New Study Outlines Biological Mechanisms in Idiopathic Pulmonary Fibrosis

biological mechanismsA study published this week in The Journal of Molecular Medicine Reports  discussed the discovery of biological mechanisms that may have important implications in the future treatment of idiopathic pulmonary fibrosis (IPF). The research was conducted by an international team of collaborating scientists from the University Putra Malaysia, Michigan State University, and University Malaysia Sabah. This study utilized a mouse model in the laboratory to test a possible connection between a component of the body’s immune system and the cause of IPF.

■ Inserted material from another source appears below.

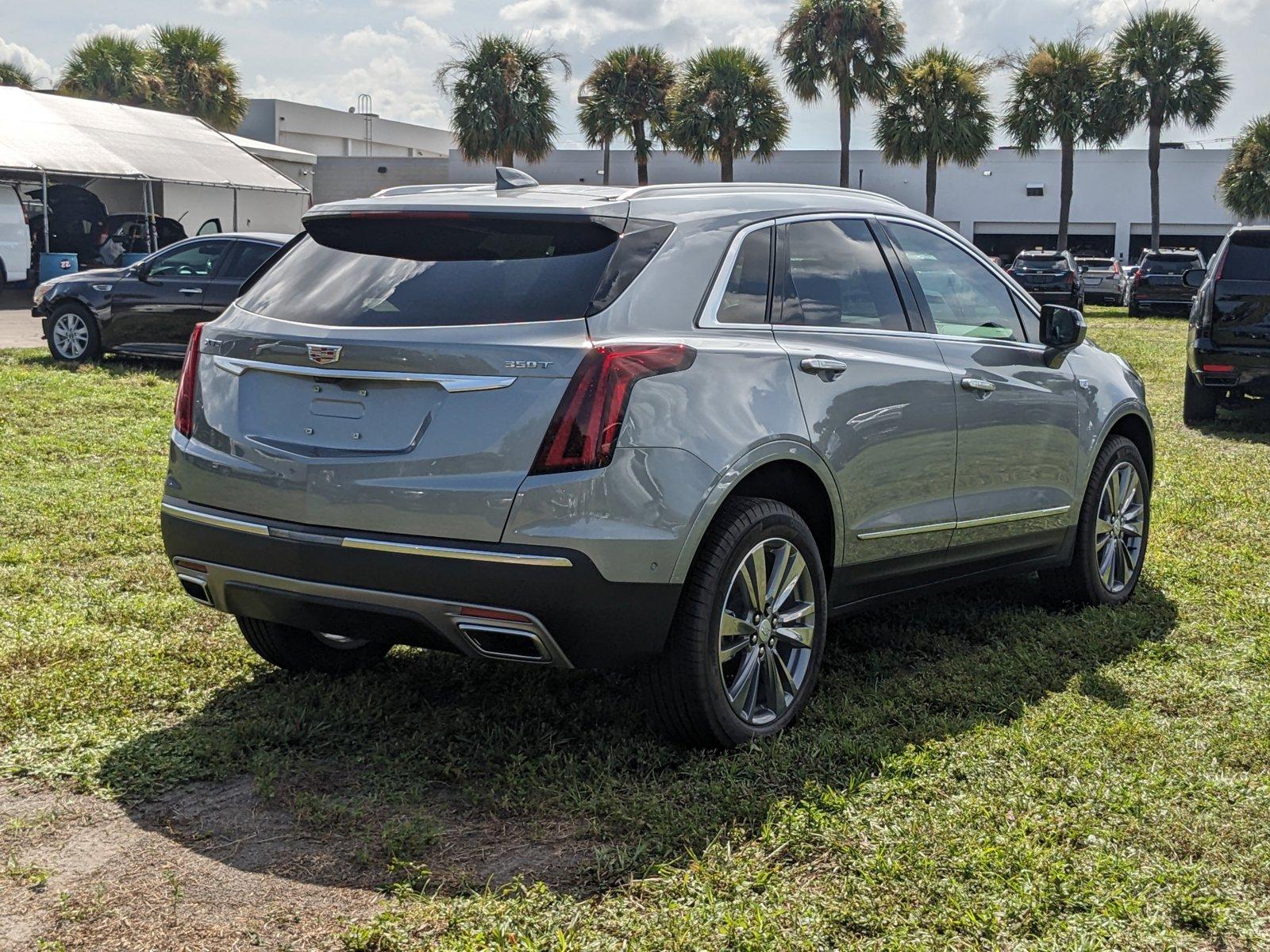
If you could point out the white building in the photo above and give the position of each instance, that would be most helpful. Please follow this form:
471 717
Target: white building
321 131
1005 203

IPF is a chronic disease that results in a scarring and thickening of lung tissue, without a known cause.  It is considered an orphan disease, meaning that it is extremely rare and its precise incidence and prevalence rates globally are unknown.  Studies have shown that these rates of IPF are increasing globally, and may not be considered rare in the near future. The unknown origin of the disease has led to speculation among scientists that it may be environmentally linked, in which case the lungs are responding to injury such as chronic cigarette smoking or exposure to chemicals. Genetic and immune dysfunction has also been thought to possibly play a role in disease manifestation.

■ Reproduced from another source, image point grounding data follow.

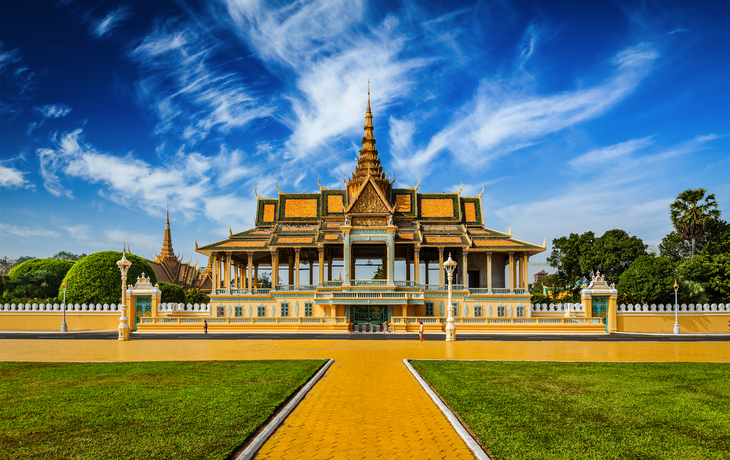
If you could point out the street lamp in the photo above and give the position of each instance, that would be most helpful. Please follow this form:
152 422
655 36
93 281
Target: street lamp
450 265
124 265
676 308
64 328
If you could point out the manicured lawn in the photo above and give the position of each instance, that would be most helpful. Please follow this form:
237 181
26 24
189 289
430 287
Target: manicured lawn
537 410
151 410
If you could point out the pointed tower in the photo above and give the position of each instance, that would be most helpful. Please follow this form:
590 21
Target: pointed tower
368 163
167 252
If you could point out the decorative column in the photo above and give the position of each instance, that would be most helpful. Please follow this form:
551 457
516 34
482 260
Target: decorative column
512 272
464 272
227 283
250 270
391 259
450 327
123 265
441 268
489 272
416 264
296 268
408 267
346 259
274 269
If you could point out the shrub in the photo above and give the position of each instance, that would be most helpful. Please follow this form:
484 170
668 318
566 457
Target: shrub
96 278
171 293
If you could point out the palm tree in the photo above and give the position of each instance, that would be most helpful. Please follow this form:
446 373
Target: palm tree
691 216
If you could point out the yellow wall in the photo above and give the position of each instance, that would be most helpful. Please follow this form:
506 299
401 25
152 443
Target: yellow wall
664 322
51 321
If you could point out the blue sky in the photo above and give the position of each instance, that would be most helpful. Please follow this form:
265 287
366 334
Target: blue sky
574 116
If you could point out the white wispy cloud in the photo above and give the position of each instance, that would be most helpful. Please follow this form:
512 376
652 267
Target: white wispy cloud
11 177
504 117
54 110
26 232
186 182
332 54
189 93
103 26
610 153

This study was designed to investigate a cytokine protein component of the immune system known as Transforming growth factor-β (TGF-β). Cytokine proteins have important cell signaling/communication functions required for healthy immune system response to disease. TGF-β’s role is specifically related to the inflammatory response which when unregulated, can cause an autoimmune (triggered by a body’s own immune system) reaction in lung tissue, such as inflammation and scarring. This role in immune response led researchers to question TGF- β’s significance in the cause of IPF. The experiments conducted in this study used an inhibitor of the TGF-β protein, SB 431542, to ascertain if the cytokine did play a role in pathogenesis of IPF disease.

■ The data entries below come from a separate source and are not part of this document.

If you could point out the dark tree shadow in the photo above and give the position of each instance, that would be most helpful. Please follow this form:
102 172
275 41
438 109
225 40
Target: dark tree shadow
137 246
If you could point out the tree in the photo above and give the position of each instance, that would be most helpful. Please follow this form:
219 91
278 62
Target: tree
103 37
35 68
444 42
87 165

The results of this animal study suggested that the inhibition of TGF-β function by SB 431542 may reduce the clinical disease pathology associated with pulmonary fibrosis.  Future studies will need to be completed to further explore the possible connection between dysfunctional cytokines and the onset of IPF.  This study adds to the body of knowledge that will one day shed light on the cause of IPF, and hopefully a cure.